The South Pasadena Police Department directly confronted the twin questions of how to deal with the coronavirus and social justice. Some of the answers are still being sought by the force and city residents who depend on the force.
Bayron Salguero had just finished training and was starting his job as a solo dispatcher when he died in January of complications related to COVID-19. He was just 30.
“It was an emotional time for all of us,” said Deputy Police Chief Brian Solinsky, who is serving as the acting chief. “Bayron made a lasting impression on all that met him. He was a consummate professional who had a bright future.”
While reflecting on the death within its ranks, police were questioned by some for their response to the protests which came this past summer after the death of George Floyd.
“I can’t recall a time in my 28 years of policing when law enforcement was so challenged — by COVID and also by social justice,” Solinsky said.
There was a perception in parts of the community that there was unfair treatment by the police, particularly when others acted aggressively to local protesters and also when a large rally massed in town in support of then-President Donald Trump.
“There is an outside investigation and we welcome it,” he said. “We are trying to have better communication and training. We’re looking at this from a holistic perspective.”
Communication with various segments of the community has to be improved, and the pandemic did not help the situation, he added.
“Groups weren’t talking — including the police,” Solinsky said. “If we had gotten feedback, we might have done better.”
“When should we start sending the children back to school?” was a question repeatedly asked by parents and school officials.
It was a difficult conversation, school leaders said, and required a lot of planning both on local, county and state levels.
However, it appears that day has finally arrived for elementary school students, and planning is now underway for getting middle and high school students back into the classroom.
“While some students initially thrived during distance learning, over time we saw that for many, remote learning is not the best long-term strategy,” Yantz said. “SPUSD staff and teachers have worked extraordinarily hard to offer a learning environment that is intellectually stimulating.
“Now,” he added, “it’s time for us to layer back the in-person experiences that are so critical to educating the whole child.”
The in-person facility of the South Pasadena Public Library may be closed, but the spirit continues in many new forms. There’s online story time, more use of audio and online materials, and books reserved and checked out at the front door.
“I think the pandemic introduced new users to our online resources and that they will continue to use them post-pandemic, now that they have come to know and appreciate them,” said librarian Cathy Billings. “Digital books continue to grow in popularity so we will continue to grow our … collection of e-books and audio books.”
But how will the library be used once people return in person?
“Well, that is the million dollar question, isn’t it?” Billings said. “As with so many aspects of the pandemic, no one knows for sure what to expect, but I have heard from other libraries around the state where in-person services are being offered that the customers are cautious and still very glad to have ‘curbside’ or takeout service options.”

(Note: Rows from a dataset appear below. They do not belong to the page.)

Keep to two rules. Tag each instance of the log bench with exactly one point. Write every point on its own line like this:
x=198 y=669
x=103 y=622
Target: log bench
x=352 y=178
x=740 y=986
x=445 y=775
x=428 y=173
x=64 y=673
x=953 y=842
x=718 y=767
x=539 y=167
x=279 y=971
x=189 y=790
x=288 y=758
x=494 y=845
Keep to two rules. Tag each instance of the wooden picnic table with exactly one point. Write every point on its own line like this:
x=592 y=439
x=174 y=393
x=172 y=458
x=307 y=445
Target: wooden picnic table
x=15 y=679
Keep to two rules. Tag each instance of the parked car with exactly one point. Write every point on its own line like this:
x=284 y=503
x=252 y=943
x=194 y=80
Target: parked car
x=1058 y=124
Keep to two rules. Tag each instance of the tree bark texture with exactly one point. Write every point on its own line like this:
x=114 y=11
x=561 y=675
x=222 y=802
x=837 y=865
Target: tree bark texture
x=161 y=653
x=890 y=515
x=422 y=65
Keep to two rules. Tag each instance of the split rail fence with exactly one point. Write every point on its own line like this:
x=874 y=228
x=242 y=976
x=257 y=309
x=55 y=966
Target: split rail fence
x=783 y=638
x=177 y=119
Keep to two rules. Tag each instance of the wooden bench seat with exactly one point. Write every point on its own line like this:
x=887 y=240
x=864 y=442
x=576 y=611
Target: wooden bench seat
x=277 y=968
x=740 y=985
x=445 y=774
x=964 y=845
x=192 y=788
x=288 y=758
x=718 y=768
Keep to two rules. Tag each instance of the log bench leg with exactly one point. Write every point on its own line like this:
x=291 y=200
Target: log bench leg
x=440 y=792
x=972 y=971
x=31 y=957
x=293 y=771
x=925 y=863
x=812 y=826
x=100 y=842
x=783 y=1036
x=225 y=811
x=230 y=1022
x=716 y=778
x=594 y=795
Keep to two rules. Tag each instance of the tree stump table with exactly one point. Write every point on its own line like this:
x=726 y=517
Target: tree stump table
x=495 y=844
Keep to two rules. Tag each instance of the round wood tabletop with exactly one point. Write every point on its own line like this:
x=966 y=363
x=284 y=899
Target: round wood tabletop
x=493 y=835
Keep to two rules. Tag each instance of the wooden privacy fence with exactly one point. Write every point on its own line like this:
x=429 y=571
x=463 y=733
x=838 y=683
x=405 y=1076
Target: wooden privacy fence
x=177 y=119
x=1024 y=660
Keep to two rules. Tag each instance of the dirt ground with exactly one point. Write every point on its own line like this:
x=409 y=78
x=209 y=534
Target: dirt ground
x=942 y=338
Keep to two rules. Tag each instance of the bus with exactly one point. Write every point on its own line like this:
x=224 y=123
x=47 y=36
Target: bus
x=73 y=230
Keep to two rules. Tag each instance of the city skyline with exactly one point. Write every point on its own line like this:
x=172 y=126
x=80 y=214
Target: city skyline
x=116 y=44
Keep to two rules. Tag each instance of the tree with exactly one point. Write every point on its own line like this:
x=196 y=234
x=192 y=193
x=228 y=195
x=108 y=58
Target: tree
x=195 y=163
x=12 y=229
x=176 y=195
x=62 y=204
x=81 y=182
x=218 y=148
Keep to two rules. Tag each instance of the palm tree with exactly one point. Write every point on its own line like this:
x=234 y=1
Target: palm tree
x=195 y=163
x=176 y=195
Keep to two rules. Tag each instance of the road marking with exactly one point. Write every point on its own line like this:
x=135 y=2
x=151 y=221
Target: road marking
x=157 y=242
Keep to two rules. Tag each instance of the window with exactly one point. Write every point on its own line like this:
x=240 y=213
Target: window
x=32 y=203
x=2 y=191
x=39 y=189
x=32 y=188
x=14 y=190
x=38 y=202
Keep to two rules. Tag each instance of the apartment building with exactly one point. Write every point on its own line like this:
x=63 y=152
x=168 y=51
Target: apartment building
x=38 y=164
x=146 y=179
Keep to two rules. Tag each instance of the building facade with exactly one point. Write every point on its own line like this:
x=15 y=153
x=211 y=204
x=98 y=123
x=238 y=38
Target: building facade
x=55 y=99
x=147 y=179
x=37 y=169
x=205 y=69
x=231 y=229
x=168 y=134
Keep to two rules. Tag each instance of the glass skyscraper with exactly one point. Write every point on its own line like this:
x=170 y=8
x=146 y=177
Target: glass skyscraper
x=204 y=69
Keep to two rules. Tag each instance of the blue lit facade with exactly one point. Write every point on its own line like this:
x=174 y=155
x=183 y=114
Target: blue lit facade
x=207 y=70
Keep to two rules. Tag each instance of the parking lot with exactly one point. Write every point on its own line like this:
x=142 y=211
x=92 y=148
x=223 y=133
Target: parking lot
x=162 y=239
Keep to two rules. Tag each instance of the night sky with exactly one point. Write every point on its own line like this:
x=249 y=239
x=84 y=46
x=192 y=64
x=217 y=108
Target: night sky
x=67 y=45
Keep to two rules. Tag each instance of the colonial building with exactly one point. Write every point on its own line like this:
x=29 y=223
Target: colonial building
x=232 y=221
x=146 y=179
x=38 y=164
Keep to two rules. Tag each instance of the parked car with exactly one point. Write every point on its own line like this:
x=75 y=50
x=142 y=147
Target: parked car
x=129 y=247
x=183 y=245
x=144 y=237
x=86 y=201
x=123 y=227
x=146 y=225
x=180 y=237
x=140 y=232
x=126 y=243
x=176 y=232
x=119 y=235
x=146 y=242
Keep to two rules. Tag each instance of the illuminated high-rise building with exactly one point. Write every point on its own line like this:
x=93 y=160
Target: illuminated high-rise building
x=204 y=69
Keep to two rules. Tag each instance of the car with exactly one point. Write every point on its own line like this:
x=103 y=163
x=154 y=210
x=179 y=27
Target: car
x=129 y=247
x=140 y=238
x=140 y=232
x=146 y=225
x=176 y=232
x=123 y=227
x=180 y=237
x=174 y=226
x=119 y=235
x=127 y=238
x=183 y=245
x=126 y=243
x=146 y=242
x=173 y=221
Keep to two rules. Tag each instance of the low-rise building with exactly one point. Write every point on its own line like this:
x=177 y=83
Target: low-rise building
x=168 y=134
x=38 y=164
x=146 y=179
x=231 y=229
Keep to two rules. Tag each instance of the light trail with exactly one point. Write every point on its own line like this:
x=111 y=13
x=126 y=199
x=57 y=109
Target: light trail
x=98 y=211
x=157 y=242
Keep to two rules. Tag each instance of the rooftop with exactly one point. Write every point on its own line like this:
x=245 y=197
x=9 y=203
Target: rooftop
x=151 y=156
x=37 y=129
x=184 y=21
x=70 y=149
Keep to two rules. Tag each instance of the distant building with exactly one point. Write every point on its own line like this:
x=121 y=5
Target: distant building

The mayor, meanwhile, said that it is too early to predict what the future holds for the economic growth of South Pasadena.
“It will be interesting to see the extent to which our residents continue to work at least part-time at home,” Mahmud said. “I remember one economic development consultant saying that we needed more people in town during the day to improve the financial opportunities for our businesses. Now with the planned construction of almost 200 units, plus people working from home, maybe we’ll have that.”